Pourtant, les gens sont magnifiques quand ils sont nus. Leurs imperfections, leurs insuffisances, leurs excès, leur fragilité, leur image d’eux sur eux-mêmes, eux comme ils sont, eux dans ce qu’ils sont, sont une extraordinaire beauté. Une beauté singulière, impossible à copier, unique, irremplaçable.
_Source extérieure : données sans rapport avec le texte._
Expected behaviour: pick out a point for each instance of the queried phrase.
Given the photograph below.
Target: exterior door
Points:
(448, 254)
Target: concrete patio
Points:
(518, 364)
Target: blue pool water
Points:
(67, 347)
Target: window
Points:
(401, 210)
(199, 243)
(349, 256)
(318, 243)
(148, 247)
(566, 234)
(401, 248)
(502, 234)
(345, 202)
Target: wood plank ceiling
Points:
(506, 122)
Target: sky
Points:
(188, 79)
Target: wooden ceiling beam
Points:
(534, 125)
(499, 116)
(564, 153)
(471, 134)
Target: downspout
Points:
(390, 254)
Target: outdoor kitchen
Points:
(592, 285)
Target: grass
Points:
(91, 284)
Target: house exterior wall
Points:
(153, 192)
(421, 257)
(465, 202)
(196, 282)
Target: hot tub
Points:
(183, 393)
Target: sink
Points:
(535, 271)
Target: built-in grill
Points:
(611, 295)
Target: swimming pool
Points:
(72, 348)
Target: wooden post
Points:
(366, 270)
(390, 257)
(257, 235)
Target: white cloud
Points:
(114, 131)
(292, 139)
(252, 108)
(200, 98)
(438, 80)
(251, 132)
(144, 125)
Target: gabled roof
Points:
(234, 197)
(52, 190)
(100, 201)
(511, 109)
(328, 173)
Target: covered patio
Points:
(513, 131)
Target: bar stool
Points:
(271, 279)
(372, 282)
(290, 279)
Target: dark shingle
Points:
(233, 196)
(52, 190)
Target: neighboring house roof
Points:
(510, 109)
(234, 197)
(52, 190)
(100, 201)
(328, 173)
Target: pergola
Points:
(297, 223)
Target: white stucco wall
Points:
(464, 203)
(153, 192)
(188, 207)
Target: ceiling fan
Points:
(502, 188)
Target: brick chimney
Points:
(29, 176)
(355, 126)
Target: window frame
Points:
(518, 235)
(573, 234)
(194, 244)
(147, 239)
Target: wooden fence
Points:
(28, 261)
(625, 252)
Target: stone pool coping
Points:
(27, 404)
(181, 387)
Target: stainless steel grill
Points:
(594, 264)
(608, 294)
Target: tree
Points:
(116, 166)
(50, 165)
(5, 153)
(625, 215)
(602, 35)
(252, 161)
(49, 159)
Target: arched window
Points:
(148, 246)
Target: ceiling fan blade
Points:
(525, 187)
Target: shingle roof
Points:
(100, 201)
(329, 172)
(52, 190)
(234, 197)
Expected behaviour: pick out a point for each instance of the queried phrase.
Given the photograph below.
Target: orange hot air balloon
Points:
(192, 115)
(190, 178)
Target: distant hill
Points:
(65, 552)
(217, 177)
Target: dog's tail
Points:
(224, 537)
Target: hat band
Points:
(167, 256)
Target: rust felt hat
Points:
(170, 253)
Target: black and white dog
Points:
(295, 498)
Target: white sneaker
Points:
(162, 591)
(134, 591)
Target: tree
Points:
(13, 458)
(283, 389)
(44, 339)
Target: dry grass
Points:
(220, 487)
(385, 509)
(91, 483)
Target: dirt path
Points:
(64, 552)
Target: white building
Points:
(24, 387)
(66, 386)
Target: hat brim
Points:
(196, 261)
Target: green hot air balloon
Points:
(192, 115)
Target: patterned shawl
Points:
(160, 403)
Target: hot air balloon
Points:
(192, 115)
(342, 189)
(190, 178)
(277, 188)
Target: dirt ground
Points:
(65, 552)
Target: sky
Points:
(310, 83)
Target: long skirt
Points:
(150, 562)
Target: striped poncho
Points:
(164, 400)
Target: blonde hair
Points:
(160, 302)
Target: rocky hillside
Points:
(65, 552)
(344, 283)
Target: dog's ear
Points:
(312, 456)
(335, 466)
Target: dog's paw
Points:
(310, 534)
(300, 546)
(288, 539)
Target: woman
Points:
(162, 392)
Seulement, de plus en plus, de nos jours, les gens ne le savent pas, le savent et ne l’assument pas, ne l’assument pas à cause sans doute du manque de confiance en eux, possiblement parce qu’ils ont honte d’eux, vraisemblablement parce qu’ils ont connu le rejet et la stigmatisation du fait d’avoir été eux, ont été condamnés à l’exil – ce mouroir – parce qu’un jour ils ont osé s’assumer. Peut-être parce qu’ils ont vécu la méchanceté, le sadisme, la bêtise. Et par crainte, à cause d’un certain traumatisme, ils ont fait d’eux la meilleure version de l’image fallacieuse de soi. D’espèce d’escroqueries personnifiées.

Les gens n’osent plus, cela fait trop mal, c’est invivable. Qui leur en voudrait. Et c’est aussi dommage que c’est triste. C’est aussi cela les temps postmodernes. Le factice comme protection de soi. Le dérisoire cultissimé. Le détail comme la meilleure part de soi vendable dans une société consumériste. En cette heure contemporaine, tout est désormais une question de prix, de valeurs convertibles en bénéfices matériels, de produit consommable et d’objet de consommation.
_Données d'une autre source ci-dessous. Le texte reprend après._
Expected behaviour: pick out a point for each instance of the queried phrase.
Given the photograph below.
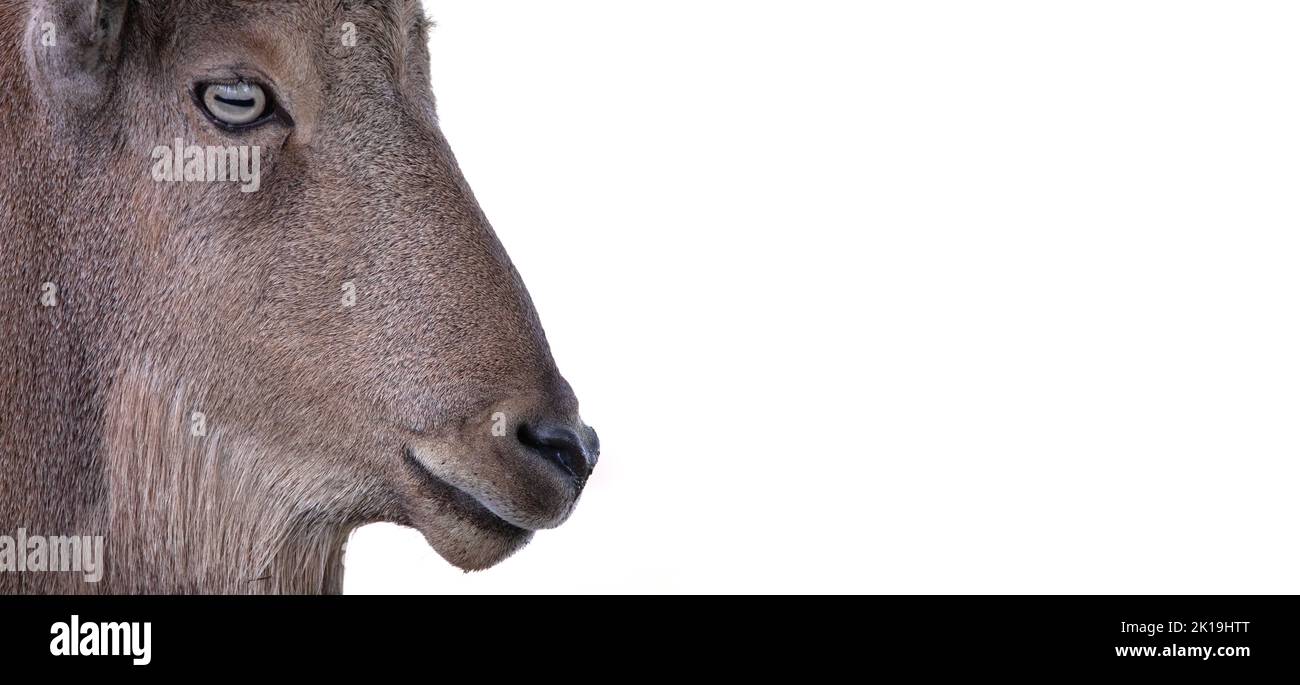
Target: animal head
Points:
(268, 252)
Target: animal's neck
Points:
(191, 508)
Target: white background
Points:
(927, 297)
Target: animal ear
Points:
(72, 51)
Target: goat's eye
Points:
(234, 104)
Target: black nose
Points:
(572, 450)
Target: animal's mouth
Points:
(459, 502)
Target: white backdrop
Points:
(928, 297)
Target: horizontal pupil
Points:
(229, 102)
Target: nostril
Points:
(560, 445)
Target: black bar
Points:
(663, 634)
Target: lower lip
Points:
(462, 502)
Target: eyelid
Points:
(274, 109)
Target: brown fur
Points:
(193, 297)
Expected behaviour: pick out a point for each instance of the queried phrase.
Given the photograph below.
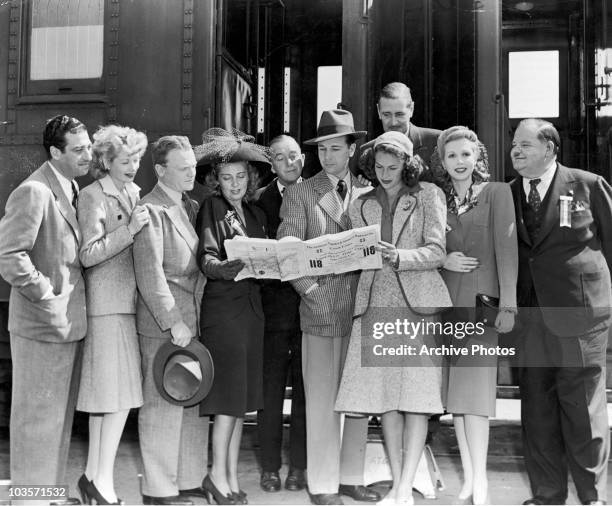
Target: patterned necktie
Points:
(75, 194)
(341, 189)
(188, 206)
(533, 199)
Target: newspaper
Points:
(291, 258)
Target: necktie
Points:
(75, 194)
(188, 206)
(341, 189)
(533, 199)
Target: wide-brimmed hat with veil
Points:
(222, 146)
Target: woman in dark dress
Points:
(232, 320)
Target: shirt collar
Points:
(281, 186)
(176, 196)
(64, 182)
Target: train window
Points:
(533, 84)
(329, 88)
(287, 101)
(64, 47)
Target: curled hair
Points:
(438, 174)
(109, 141)
(413, 166)
(56, 130)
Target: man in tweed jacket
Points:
(173, 439)
(311, 209)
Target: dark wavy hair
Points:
(413, 166)
(438, 175)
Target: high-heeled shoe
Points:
(95, 495)
(83, 486)
(239, 497)
(212, 492)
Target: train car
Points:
(268, 66)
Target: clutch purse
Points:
(487, 308)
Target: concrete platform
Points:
(508, 480)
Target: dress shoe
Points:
(83, 486)
(359, 493)
(212, 492)
(325, 499)
(171, 499)
(239, 497)
(544, 500)
(65, 502)
(270, 481)
(295, 480)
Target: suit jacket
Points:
(424, 141)
(419, 227)
(39, 250)
(487, 232)
(281, 302)
(311, 209)
(106, 252)
(568, 267)
(170, 283)
(225, 299)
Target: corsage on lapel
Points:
(232, 220)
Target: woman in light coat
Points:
(111, 376)
(405, 389)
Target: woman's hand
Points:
(458, 262)
(389, 252)
(504, 322)
(139, 218)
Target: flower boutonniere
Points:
(232, 220)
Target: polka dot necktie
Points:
(533, 199)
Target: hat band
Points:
(335, 129)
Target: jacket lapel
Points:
(517, 188)
(551, 214)
(179, 219)
(328, 201)
(403, 211)
(64, 206)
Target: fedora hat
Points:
(335, 123)
(222, 146)
(183, 376)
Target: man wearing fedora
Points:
(311, 209)
(173, 438)
(395, 109)
(282, 339)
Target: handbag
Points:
(487, 308)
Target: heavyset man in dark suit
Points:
(282, 339)
(173, 439)
(564, 221)
(395, 109)
(39, 257)
(310, 209)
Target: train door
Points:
(544, 74)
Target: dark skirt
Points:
(235, 342)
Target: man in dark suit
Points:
(311, 209)
(282, 339)
(564, 219)
(39, 258)
(395, 109)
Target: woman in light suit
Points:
(481, 258)
(406, 390)
(111, 376)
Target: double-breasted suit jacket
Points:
(173, 439)
(420, 239)
(312, 209)
(39, 257)
(569, 267)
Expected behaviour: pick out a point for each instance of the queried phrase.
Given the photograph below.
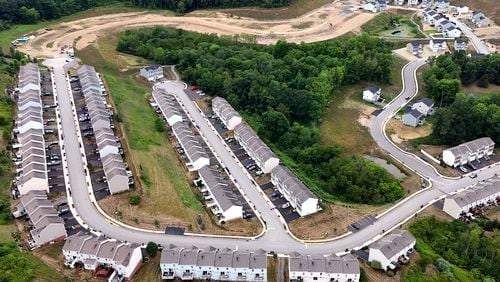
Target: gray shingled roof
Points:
(394, 242)
(291, 183)
(476, 193)
(472, 146)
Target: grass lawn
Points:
(296, 8)
(164, 185)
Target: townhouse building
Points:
(469, 152)
(297, 194)
(393, 249)
(220, 194)
(226, 113)
(93, 253)
(323, 268)
(213, 264)
(45, 225)
(29, 130)
(482, 194)
(265, 159)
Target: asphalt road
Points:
(275, 238)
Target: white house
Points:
(424, 106)
(437, 45)
(372, 94)
(462, 9)
(460, 203)
(193, 146)
(45, 224)
(265, 159)
(442, 4)
(415, 48)
(392, 249)
(218, 191)
(169, 107)
(413, 118)
(152, 73)
(99, 252)
(323, 268)
(227, 114)
(479, 19)
(213, 264)
(469, 152)
(297, 194)
(460, 44)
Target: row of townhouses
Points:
(323, 268)
(213, 264)
(45, 224)
(29, 130)
(393, 249)
(108, 146)
(95, 253)
(482, 194)
(468, 153)
(295, 192)
(219, 192)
Quand je rencontre les gens, ce sont des produits consommables, des objets de consommation, ce n’est pas moi qui le décide, ce sont eux qui me l’imposent. Je suis moi-même un produit consommable et un objet de consommation. Souvent volontairement, quelques fois malgré moi. Je suis aussi une scénarisation de soi. Un récit pensé pour être consommable. Une mise en scène du dérisoire, une orchestration dans laquelle le détail prend une place prédominante.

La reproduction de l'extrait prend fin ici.